Google DeepMind has a Director of AGI Economics. That job title did not exist three years ago, and its existence tells you something the lab’s model release calendar does not: frontier labs are hiring economists to design the distribution architecture for a world where cognitive labour is no longer scarce.
Alex Imas, who holds that role at DeepMind, sat for a multi-hour interview with Dwarkesh Patel on June 7 alongside Philip Trammell, an economics postdoc at Stanford’s Digital Economy Lab. The conversation is the clearest signal yet that AGI distribution economics has moved from think-tank speculation into active policy design at the labs themselves.
The central argument is structural. In an AGI scenario, labour scarcity disappears. What replaces it as the binding constraint is a set of factors that cannot be automated: natural resources (land, energy, specific minerals), institutional trust (regulatory permission to deploy), and human attention as a positional good. Who owns those factors determines who captures the gains. The question Imas and Trammell are working on, in plain terms, is whether that ownership distribution can be shaped before the transition, not after.

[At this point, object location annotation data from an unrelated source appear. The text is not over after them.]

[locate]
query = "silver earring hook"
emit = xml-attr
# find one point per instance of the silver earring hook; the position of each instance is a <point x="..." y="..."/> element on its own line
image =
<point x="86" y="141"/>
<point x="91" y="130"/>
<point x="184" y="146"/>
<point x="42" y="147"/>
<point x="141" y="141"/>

Imas’s tax argument is specific and worth stating precisely. He holds that capital-gains frameworks systematically under-tax AI productivity gains, and that the correct structure looks closer to a Henry George land-value tax applied to compute capacity, combined with a citizens’ dividend funded from compute royalties. The logic is Georgist: tax the rents on the input that cannot be reproduced, not the returns on labour or investment. This framing sits directly adjacent to the Public Wealth Fund proposals circulating in policy circles this week, which propose sovereign AI compute ownership as a redistribution vehicle.
Trammell offers the more contrarian position on global inequality. The popular concern is that countries outside the AI supply chain lose. His counterargument: if the price of cognitive labour falls by two orders of magnitude globally, every economy that employs educated workers gains in absolute terms relative to the current baseline, regardless of whether it owns a frontier lab. The gains are asymmetric, labs capture disproportionately more, but the distribution is positive-sum at the global level. The historical analogy is not perfect but it is useful: electrification and the internet both concentrated early returns to capital before labour markets adjusted and redistributed the surplus.
The question neither Imas nor Trammell can answer is whether the AI transition follows that pattern. Both are explicit that they do not know when AGI arrives and that their arguments are conditional on it arriving. What is unconditional is the timeline argument: Imas holds that the political coalition for redistribution is materially easier to build before wealth has concentrated in compute owners than after. Once the transition is complete, the actors with the most to lose from redistribution are also the actors with the most capacity to block it.
This is also the counterpoint to the subsidy economics conversation running in parallel. The cost-side debate, about who pays for training runs and whether government subsidies distort the frontier, treats the financial structure of the AI industry as a near-term operating question. Imas and Trammell are working the same problem from the other end: the financial structure of the AI industry is also a decades-long distribution question, and the two angles are not separable.
The piece worth reading against this one is the Public Wealth Fund proposal. Both arguments land on a similar policy instrument, compute ownership as the lever, from different directions. One arrives via fiscal theory, the other via sovereign wealth design. The convergence on compute as the taxable or ownable unit is notable.
Builders and operators focused on product cycles have limited reason to act on this analysis in the next quarter. The policy window Imas is describing is measured in years, not sprints. But the signal that DeepMind created the role at all should recalibrate how seriously you take the distribution question. The labs are not assuming governments will sort this out independently.
Dwarkesh Patel (dwarkesh.com) interview with Alex Imas (DeepMind) and Phil Trammell (Stanford), 2026-06-07.